Buenos Aires et coll. La grève générale de jeudi contre la politique du gouvernement du président argentin Javier Milei a été largement acceptée et a conduit à un quasi-arrêt de toute activité économique.
Les trois plus grandes associations syndicales du pays, la CGT, la CTA-T et la CTA-A, avaient appelé à une action revendicative.
Les bus et les trains ne circulaient pas et les avions de la (encore) compagnie aérienne nationale Aerolineas Argentinas sont restés au sol. Les écoles, les universités, les autorités et les usines se sont retrouvées à l’arrêt.
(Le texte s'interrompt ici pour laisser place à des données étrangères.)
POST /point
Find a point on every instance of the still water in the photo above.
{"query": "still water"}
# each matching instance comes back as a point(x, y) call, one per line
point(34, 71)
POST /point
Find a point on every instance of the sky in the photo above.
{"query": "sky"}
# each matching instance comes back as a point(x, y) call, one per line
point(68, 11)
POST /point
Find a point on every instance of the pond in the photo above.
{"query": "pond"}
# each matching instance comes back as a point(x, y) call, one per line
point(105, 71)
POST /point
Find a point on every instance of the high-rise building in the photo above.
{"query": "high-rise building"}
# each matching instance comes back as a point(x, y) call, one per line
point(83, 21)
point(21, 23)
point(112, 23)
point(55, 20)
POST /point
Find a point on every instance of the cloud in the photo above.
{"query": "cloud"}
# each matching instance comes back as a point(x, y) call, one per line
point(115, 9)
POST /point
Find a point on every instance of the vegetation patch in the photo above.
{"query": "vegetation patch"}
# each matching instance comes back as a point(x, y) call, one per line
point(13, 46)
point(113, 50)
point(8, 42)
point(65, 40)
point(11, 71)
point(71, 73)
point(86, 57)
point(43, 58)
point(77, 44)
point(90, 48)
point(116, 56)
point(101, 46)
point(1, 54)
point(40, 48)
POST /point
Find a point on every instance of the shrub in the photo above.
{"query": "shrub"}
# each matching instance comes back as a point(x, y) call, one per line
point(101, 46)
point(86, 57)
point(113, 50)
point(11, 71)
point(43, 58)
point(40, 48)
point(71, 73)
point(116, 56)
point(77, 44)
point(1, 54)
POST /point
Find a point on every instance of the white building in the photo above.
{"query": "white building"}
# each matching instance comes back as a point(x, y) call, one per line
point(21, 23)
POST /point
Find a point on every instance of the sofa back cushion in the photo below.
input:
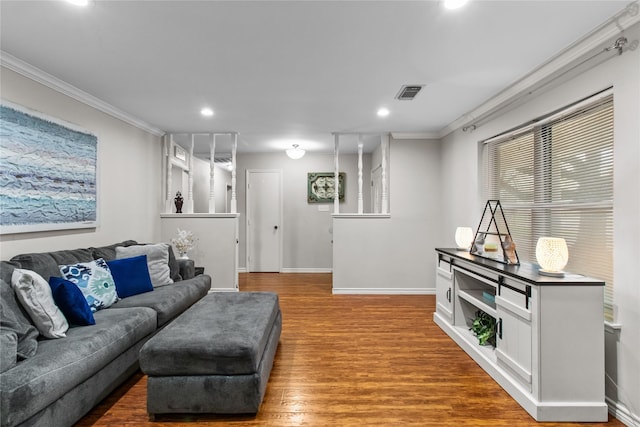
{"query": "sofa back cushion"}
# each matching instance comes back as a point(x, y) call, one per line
point(35, 295)
point(46, 263)
point(14, 319)
point(108, 253)
point(157, 261)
Le centre-ville de Buenos Aires était aussi vide que pendant la pandémie du coronavirus.
L'une des principales compagnies de bus de Buenos Aires (Dota) a tenté de forcer ses employés à venir travailler, citant un paragraphe de la loi d'urgence qui déclarait les transports publics « service essentiel ». Cependant, le pouvoir judiciaire a rejeté cette demande car les parties du décret relatives au droit du travail ont été suspendues par le pouvoir judiciaire.
L'Institut économique de l'Université argentine de la société privée a estimé la valeur de la perte financière causée par la grève à 544 millions de dollars.
Le politologue Martín Rodriguez a fait un calcul similaire et a noté que ce n'est que ces jours-là que les hommes politiques se rendent compte que les travailleurs créent réellement de la richesse. Autrement, ils ne seraient considérés que comme un facteur de coût.
Aux arrêts de travail se sont ajoutés des rassemblements, des barrages routiers, des soupes populaires et des radios ouvertes organisées conjointement par des organisations sociales et des groupes syndicaux dans diverses régions du pays.
La date de la grève n'est pas une coïncidence : ce jour-là, la très controversée « Ley Ómnibus » devait être adoptée au Sénat, qui avait déjà été adoptée à la Chambre des députés il y a une semaine. Ce texte restreint considérablement les droits des travailleurs et contient de nombreuses clauses considérées comme extrêmement préjudiciables à l'industrie locale. Une première tentative pour faire appliquer la loi a échoué en février (a rapporté Amerika21).
Entre-temps, une version abrégée a été présentée, pour laquelle Milei a finalement obtenu la majorité à la Chambre des députés. Mais non sans problèmes : on a découvert par la suite que les votes dans une section avaient été mal enregistrés. Au Sénat, il a également été constaté que le texte présenté différait de celui voté. Le président de la Chambre des députés, Martin Menem, a imputé cela à de simples « fautes de frappe », que l'opposition n'a pas acceptées.
Étant donné que d'autres inquiétudes sont apparues entre-temps de la part des sénateurs provinciaux et qu'un nouveau rejet est devenu probable, il a été décidé de reporter le vote.
Il s'agit d'un nouveau revers pour le gouvernement, qui souhaitait conclure un « pacte de mai » avec les gouverneurs à l'occasion de la fête nationale du 25 mai, alors que la loi aurait déjà dû être votée.
Le grand succès de la grève est aussi une défaite pour le président, qui insiste à chaque occasion sur l'ampleur de son soutien au sein de la population. Cependant, il n’est pas surprenant que l’approbation de sa politique s’effondre au vu de ses valeurs économiques catastrophiques.
L'inflation, qui selon le porte-parole du gouvernement est déjà en baisse, est inférieure de 1,2 pour cent à celle du mois précédent, mais reste supérieure à la moyenne annuelle d'avant le changement de gouvernement, à 9,6 pour cent. À cela s’ajoute un phénomène curieux : en raison des distorsions du taux de change, il se produit une inflation des prix en dollars, ce qui affaiblit encore davantage le pouvoir d’achat des Argentins.
Cependant, dans les efforts visant à réduire l'inflation à tout prix, l'économie productive est sacrifiée : le secteur de la construction a enregistré une baisse de 42,2 pour cent par rapport à l'année précédente et l'industrie de 21,2 pour cent. La baisse est comparable à celle de la pandémie, sauf qu’à l’époque le gouvernement avait pris en charge la poursuite du paiement des salaires, ce qui n’est plus le cas aujourd’hui. Les retraites ont également subi une perte de pouvoir d'achat de plus de 40 pour cent depuis l'entrée en fonction du nouveau gouvernement. De plus, le chômage a augmenté au premier trimestre.
Pendant ce temps, Milei est fier d’avoir procédé au « plus grand ajustement structurel de l’histoire de l’humanité ».